IndusParquet partners with many sawn wood producers, ensuring they are harvesting the wood in an ecological way. Its financial support helps. Plus, the beauty of utilizing small suppliers is they have multiple species they can log.

Distributors attest to the importance of IndusParquet. “IndusParquet has been the most consistent, reliable manufacturer of exotic floors for probably the last 30 years,” said Keith Slobodien, president of Apollo Distributing in Fairfield, N.J. “Its product line is exceptional. Recently there has been a lot of confusion with Chinese product, but IndusParquet is exactly as advertised: the most beautiful exotic floors from South America.”

Slobodien added that despite the slight change in IndusParquet’s go-to-market model, it has been business as usual. “After having to transition from its previous business partners, Indus- Parquet is up and running and completely functional. It remains a reliable source of supply and inventory.”

To further separate IndusParquet from its former North American importer, the company is in the process of rolling out a new merchandising vehicle with the primary goal of simplifying the selection process for the consumer. Product will be displayed in 32-SKU towers. Four potential packages are available: solid, engineered, solid/engineered combo and Coterie.


IndusParquet has been manufacturing hardwood flooring since 1970, but the company’s roots date back to 1890, when an Italian family migrated from Italy to Brazil searching for a better life. They opened a sawmill that supplied wood for ceilings, doors, windows and cabinetry. The next generation started producing more sophisticated products such as doors and windows.

Current owners, Uliana and Baggio started working in the saw mill when they were 3. At the age of 22, they started to use the leftover wood from the sawmill to produce parquet flooring during the week and install it in homes over the weekend. “So the name IndusParquet recalls the tradition of how the company started,” Flavia Baggio said.
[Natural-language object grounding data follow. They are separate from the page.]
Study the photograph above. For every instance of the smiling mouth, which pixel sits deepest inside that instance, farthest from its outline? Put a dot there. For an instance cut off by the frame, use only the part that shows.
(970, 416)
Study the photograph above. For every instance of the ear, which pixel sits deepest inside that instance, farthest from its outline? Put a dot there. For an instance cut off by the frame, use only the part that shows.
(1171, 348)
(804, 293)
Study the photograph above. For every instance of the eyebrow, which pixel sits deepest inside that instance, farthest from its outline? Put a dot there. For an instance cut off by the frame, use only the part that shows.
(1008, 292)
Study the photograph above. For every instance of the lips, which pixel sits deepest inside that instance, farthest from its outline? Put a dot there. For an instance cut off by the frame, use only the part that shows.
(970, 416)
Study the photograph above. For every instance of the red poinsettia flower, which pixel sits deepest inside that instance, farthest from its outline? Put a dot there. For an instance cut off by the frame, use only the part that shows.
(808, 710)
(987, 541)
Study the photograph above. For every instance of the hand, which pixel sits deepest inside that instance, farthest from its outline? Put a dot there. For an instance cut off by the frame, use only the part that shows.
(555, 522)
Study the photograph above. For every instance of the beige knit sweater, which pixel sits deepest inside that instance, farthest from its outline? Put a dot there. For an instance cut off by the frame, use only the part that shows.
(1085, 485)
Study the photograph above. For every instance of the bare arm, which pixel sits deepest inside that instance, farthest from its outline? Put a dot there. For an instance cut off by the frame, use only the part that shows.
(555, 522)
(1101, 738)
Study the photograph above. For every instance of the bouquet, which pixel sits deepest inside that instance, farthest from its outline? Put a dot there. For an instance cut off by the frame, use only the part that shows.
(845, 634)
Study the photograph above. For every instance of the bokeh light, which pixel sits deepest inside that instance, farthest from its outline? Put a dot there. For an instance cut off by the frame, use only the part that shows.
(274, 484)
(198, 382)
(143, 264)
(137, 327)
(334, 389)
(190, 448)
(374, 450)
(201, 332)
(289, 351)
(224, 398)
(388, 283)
When the cousins started selling their parquet, they would reinvest basically any profit back into the company. “That’s how they learned to grow the business.”

Today, the company is selling products on five continents.

It has been the principles on which the company stands today. In illustration, IndusParquet recently purchased an engineered flooring plant from MasterPiso, giving it ownership of both solid and engineered plants.

Actually, the company had its sights set on an engineered plant for the last six years, but because MasterPiso was its partner, IndusParquet could not compete against them. But then something changed.

“MasterPiso started looking to sell the business two years ago,” Jose Antonio Baggio said. “We introduced MasterPiso to other customers around the world, and there was an increasing demand for us to produce the flooring. People wanted to buy from us. In addition, we had been supplying MasterPiso with the top veneer for its thick sawn products and were already drying and preparing the wood for them, so we had been a part of the process.”

So, with its manufacturing, distribution and product portfolio solidified, all that’s left is execution in the North American market. The challenge right now is to establish the brand and separate its products from its former U.S. partner. With that, short term IndusParquet is looking to get the dealers to “believe in our line and trust our family,” Flavia Baggio said. Long-term is to develop relationships and continue to add value to its partners. “And, of course, to always push the envelope to have the most creative products and best exotic line both in styling and quality.”